Asura's Wrath Review
A decidedly different foray into action game conventions with a pretension to cinematic gameplay and an extremely inventive style
Asura’s Wrath is a study in how to be an experimental game without adding a single experimental aspect. CyberConnect2 has taken the concepts of mainstream action games like God of War or Uncharted and, instead of reinventing the formula, has simply rearranged the components to make a linear, story focused game instead of a standard beat ‘em up.
But how does this story focus fare in this theoretically new medium? To understand the way a story could affect the player in a video game, we must look beyond the cutscene and see every aspect this game has to offer us. Does Asura’s Wrath have what it takes, not just as an interactive anime, but as a complete, full retail price video game?
To start off with, very little needs to be said about the game’s presentation.
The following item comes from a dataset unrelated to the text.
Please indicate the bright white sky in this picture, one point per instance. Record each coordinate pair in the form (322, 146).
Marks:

If you’ve seen the trailers, you understand exactly what the game looks like. There are no pre-rendered cutscenes and every moment of the game’s story takes place in-engine. The rough edges and occasional flat texture of the game quickly becomes drowned in the massive scale and flashiness of every scene. When the game slows down, these issues become more prominent without a spectacle to back them up, but the art direction is well designed enough to still feel crisp and vivid.
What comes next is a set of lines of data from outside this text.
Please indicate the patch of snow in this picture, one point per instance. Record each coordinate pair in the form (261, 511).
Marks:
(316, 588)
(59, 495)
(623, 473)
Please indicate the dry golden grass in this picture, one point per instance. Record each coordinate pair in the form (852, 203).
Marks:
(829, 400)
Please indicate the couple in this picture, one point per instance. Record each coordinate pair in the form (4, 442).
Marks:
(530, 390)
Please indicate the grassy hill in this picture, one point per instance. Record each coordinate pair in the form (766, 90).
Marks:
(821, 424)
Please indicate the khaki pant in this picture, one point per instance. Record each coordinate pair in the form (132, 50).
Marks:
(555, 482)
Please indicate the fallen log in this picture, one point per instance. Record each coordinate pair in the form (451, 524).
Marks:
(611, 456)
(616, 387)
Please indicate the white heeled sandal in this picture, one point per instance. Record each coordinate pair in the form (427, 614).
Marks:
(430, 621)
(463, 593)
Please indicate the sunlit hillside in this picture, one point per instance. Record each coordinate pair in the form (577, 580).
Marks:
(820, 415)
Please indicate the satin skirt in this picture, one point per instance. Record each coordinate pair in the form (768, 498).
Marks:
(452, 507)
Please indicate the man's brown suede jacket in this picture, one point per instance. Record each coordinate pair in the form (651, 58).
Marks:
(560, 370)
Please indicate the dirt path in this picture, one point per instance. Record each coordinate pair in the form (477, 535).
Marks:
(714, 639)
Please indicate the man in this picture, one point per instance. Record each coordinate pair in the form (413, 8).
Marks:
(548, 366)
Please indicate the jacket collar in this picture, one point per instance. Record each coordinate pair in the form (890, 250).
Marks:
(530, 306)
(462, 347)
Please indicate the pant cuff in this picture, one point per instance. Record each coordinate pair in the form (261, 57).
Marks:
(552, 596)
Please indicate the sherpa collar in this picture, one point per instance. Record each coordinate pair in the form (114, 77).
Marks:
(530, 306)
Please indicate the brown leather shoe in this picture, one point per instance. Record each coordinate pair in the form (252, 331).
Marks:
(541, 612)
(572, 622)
The presentation is carried along by some truly awe-inspiring cinematography, easily some of the best the gaming medium has seen outside of Silent Hill and Shadow of the Colossus. The color choices all blend well, creating a fluid yet stirring sense of epicness that pervades every fight and every scene.
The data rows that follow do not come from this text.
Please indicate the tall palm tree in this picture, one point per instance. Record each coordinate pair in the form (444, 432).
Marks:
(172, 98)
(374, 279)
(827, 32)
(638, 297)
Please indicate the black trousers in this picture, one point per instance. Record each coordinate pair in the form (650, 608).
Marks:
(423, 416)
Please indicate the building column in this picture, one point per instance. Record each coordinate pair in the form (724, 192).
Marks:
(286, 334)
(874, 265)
Asura’s Wrath doesn’t have a perfect sense of flow, but to its credit, switching rapidly from cutscene to beat ‘em up gameplay is a fairly rocky journey to begin with. Every scene is a toss up between long un-interactive cutscenes, quicktime events, and direct control scenes. The game seems to take devious pleasure in switching focus without warning. However, this never comes off as insulting or unfair. Rather it is a brutal, albeit helpful, reminder to never take your hands off the controller.